首先,您应该意识到这种迷宫的底层结构是二维网格上的无向图。现在要创建所谓的“完美迷宫”,您只需创建完整网格图的任何生成树。为此,有很多算法,从随机图遍历(BFS,DFS)到从已知最小生成树算法(Kruskal,Prim,Boruvka,Reverse-Delete)派生的算法,再到创建“均匀随机”生成树的算法(Wilson,Aldous-Broder)排除其他不适用于这些类别的算法,例如“递归除法”,“埃勒氏”等。

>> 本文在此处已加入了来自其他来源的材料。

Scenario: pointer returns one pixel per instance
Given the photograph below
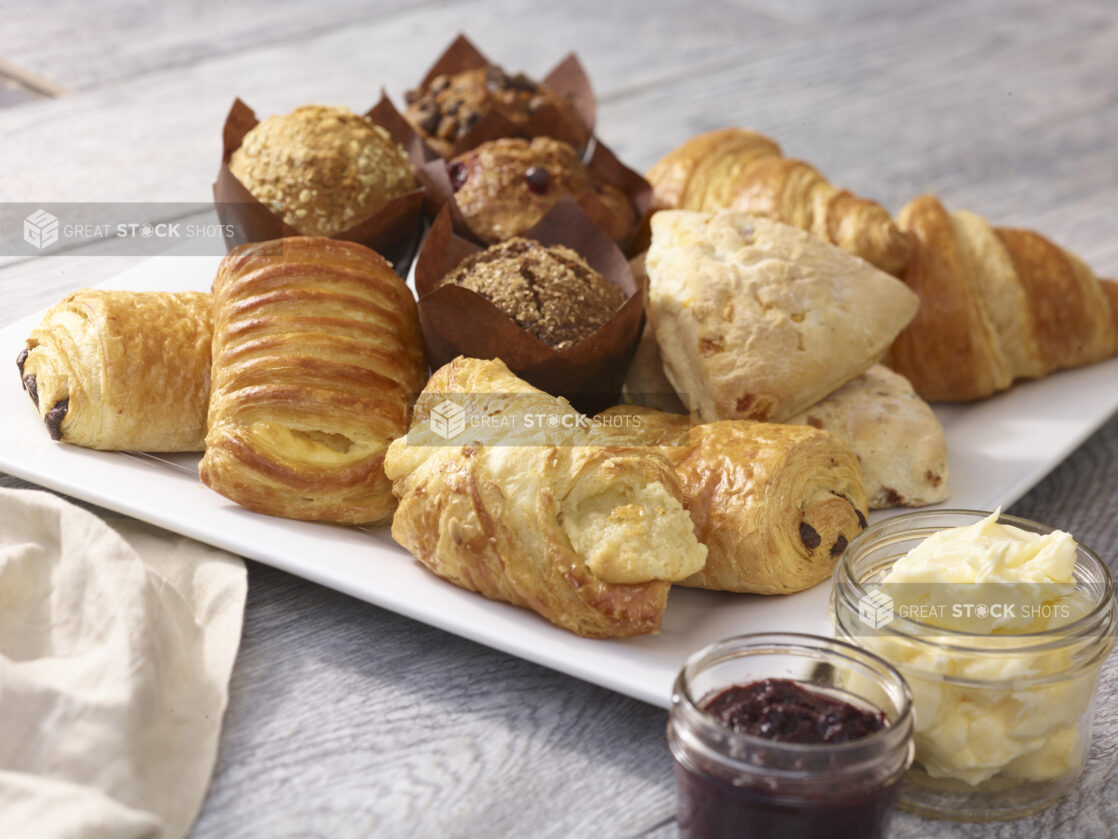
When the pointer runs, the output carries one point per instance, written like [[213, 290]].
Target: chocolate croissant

我基于网格图结构实现了许多这样的算法,您可以在这里找到我的实现方式:
答案 2 :(得分:0)
如果我理解你的问题,我会做的是: 1.创建一个特定大小的板(将所有坐标更改为您想要的数字 - 在您的示例中为'1')。 我不会使用递归函数,因为你可能最终会绘制整个板(想想会使递归停止的原因)。
你可以创建一个接收起始协调,结束协调的功能, 和阵列(板)。 函数的伪代码: 为下一个绘画方向设置一个变量(将其设置为起始协调)。 画下一个协调0。 而下一个协调!=到结束协调: 画下一个协调0。 使用Random将协调设置为4个方向之一。
你应该添加限制(如果下一个协调是彩绘的/迷宫的边界等...选择不同的协调)。 祝你好运!